The cathedral of San Valentino, orientated to the south-east, flanks a narrow piazza at the very core of the town. It was built on the site of a much earlier church, the recently excavated remains of which, with fragmentary walls and sections of a mosaic, underlie the nave. Later alterations to the Romanesque structure were successfully reversed in the last century. Like the cathedral at Bari, that at Bitonto was inspired by the basilica there. The general disposition is the same, with a tall nave flanked by aisles only slightly lower, the soaring transepts, the three apses. But here the lateral façade facing the piazza, with the loggia of six recessed arches below elaborate clerestory windows and the blind arcading of the transept, surpasses its predecessor. The main façade is majestic, although the portico was never finished. The central door is richly decorated: the columns are supported on beasts and the architraves carved with scenes from the Christmas story and the Descent into Limbo. A rose window with more animals is set high in the central gable which is capped by a blind arcade.

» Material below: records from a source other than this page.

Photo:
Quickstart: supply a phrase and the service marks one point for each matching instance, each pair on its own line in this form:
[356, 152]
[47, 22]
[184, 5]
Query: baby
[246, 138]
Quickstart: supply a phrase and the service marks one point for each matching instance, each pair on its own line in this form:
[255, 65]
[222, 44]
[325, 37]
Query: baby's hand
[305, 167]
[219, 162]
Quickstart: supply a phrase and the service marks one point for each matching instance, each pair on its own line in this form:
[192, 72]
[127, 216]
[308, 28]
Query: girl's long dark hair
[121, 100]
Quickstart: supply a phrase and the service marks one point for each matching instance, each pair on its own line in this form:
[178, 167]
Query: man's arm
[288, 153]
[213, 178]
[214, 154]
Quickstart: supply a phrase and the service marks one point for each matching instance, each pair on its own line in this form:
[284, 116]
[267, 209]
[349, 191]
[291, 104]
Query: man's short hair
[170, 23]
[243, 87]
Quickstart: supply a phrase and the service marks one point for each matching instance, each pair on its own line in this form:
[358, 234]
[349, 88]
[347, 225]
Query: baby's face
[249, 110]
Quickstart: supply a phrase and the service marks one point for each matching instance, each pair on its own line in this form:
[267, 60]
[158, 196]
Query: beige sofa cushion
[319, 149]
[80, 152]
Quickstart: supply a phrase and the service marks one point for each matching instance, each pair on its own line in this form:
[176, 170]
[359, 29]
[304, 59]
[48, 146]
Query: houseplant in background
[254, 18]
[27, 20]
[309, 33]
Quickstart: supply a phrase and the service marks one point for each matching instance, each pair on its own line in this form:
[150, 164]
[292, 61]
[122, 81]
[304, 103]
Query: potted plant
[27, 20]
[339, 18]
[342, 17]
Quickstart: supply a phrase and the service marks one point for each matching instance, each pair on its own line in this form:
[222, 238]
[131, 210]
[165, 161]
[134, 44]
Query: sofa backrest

The interior, like its counterparts at Bari, has been ruthlessly restored – English has no precise equivalent of the Italian ripristinato – but its scale has not been falsified, and the way the presbytery is raised above the level of the nave is both visually satisfying and functionally appropriate. One significant original fitting survives, the elaborately decorated ambo of 1229, signed by ‘Nicolaus sacerdos et magister’. The later tombs are of less interest.
Flights of steps lead down to the most thrilling of all Apulian crypts. Like the presbytery above, this has three apses. It is supported on thirty columns. The capitals are of exceptional quality, with bulls, pigs and other animals, humans in varying attitudes and vigorous foliage, as imaginative in design and sharp in detail as any of their date elsewhere in Italy or indeed in France. The sacristan knows not to rush the visitor.
As artists painted sequences of related pictures, so builders and craftsmen left clusters of closely interrelated monuments. Those who respond to the magic of Bitonto may wish to see two nearby cathedrals that also reflect the basilica of Bari: Ruvo, the steep triangular outline of which is explained by the narrow width of the central nave; and Bitetto, most memorable for the façade that was rebuilt in 1335, as a prominent inscription attests, by Lillo from Barletta.